Gaming is still a young medium, and it is still trying to find its feet and discover how to tell its stories. Developers and writers are still figuring out how best to handle difficult issues in their games and this will understandably lead to the odd slip-up.
This bring me back to my original point and might explain why parents (or Fox News) react the way they do. When they hear that there is sexual content in a game, they’re likely to have heard of Hot Coffee or pornographic games from Japan instead of the games which are doing it correctly. Unfortunately, the violence is more prevalent and has been the focus of studies and debate so parents may feel far more informed.
As I said, there are developers out there who are handling sex in games correctly.
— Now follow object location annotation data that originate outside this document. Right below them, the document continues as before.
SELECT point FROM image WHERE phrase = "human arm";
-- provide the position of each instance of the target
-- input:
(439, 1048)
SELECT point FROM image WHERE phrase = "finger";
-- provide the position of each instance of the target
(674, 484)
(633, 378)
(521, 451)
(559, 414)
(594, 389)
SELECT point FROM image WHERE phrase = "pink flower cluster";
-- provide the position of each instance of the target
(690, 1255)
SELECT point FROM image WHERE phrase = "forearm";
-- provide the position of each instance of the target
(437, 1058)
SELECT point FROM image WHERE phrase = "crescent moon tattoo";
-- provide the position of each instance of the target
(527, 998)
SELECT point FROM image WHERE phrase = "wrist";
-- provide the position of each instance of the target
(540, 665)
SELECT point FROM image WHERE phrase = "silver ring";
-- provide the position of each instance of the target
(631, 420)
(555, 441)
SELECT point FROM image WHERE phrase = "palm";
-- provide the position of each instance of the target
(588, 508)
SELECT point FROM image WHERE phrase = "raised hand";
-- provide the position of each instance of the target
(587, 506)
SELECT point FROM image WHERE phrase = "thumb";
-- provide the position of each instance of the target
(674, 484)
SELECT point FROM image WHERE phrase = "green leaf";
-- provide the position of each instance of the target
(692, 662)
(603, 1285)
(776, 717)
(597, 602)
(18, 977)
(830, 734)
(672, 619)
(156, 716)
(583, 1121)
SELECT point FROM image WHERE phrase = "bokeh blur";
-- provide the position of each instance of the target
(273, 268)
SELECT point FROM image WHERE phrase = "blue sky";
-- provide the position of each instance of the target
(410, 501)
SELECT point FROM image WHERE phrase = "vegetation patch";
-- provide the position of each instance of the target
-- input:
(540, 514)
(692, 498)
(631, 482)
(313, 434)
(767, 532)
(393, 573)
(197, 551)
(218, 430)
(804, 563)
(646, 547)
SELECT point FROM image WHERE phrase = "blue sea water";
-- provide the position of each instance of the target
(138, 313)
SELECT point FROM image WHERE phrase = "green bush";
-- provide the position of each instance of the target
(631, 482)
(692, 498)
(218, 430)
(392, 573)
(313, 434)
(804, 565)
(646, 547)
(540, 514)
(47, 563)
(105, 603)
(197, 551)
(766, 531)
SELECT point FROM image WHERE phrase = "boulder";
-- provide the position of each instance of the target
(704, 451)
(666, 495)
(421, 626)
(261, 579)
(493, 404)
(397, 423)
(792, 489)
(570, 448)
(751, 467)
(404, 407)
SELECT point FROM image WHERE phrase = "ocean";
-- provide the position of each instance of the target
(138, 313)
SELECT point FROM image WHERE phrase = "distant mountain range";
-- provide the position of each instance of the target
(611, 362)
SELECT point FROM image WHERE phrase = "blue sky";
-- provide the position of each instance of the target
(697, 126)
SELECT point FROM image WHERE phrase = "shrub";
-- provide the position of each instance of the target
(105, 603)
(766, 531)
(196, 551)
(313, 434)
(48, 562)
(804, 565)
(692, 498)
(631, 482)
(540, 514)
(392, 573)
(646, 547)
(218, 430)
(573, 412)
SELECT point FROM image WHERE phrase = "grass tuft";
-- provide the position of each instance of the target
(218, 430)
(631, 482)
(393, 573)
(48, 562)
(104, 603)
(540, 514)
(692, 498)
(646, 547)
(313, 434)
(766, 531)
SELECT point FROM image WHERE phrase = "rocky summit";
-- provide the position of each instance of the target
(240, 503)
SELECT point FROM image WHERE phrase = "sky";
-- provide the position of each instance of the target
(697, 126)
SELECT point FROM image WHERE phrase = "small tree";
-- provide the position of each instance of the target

Or, at least, to a greater degree than the rest. Despite the issues around Makeb, Bioware are applauded time and time again for creating touching scenes which focus on the relationships between characters, as well as their approach to gay and lesbian characters. Sure, sometimes these scenes may feel a little forced, but the approach and intent behind them is admirable.
Similarly, the scene in David Cage’s Heavy Rain (SPOILERS AHEAD!) between Ethan and Madison was slammed for being awkwardly written, directed and acted, but it was a bold attempt at portraying sex in a realistic and mature way.
So, what am I trying to say here?
Hopefully, the more that sex is featured in games, the better it will become, as well as become more accepted and open to debate and rational discussion. That said, we should continue to challenge the levels of violence in games and not stop that just because we’re used to seeing it. As I mentioned previously, video games are still young and I think that we need to allow them more time to mature, grow and develop.
Obviously, this is just my opinion, and I have made sweeping generalisations for brevity. I’ll be more than happy to jump into a discussion with you all!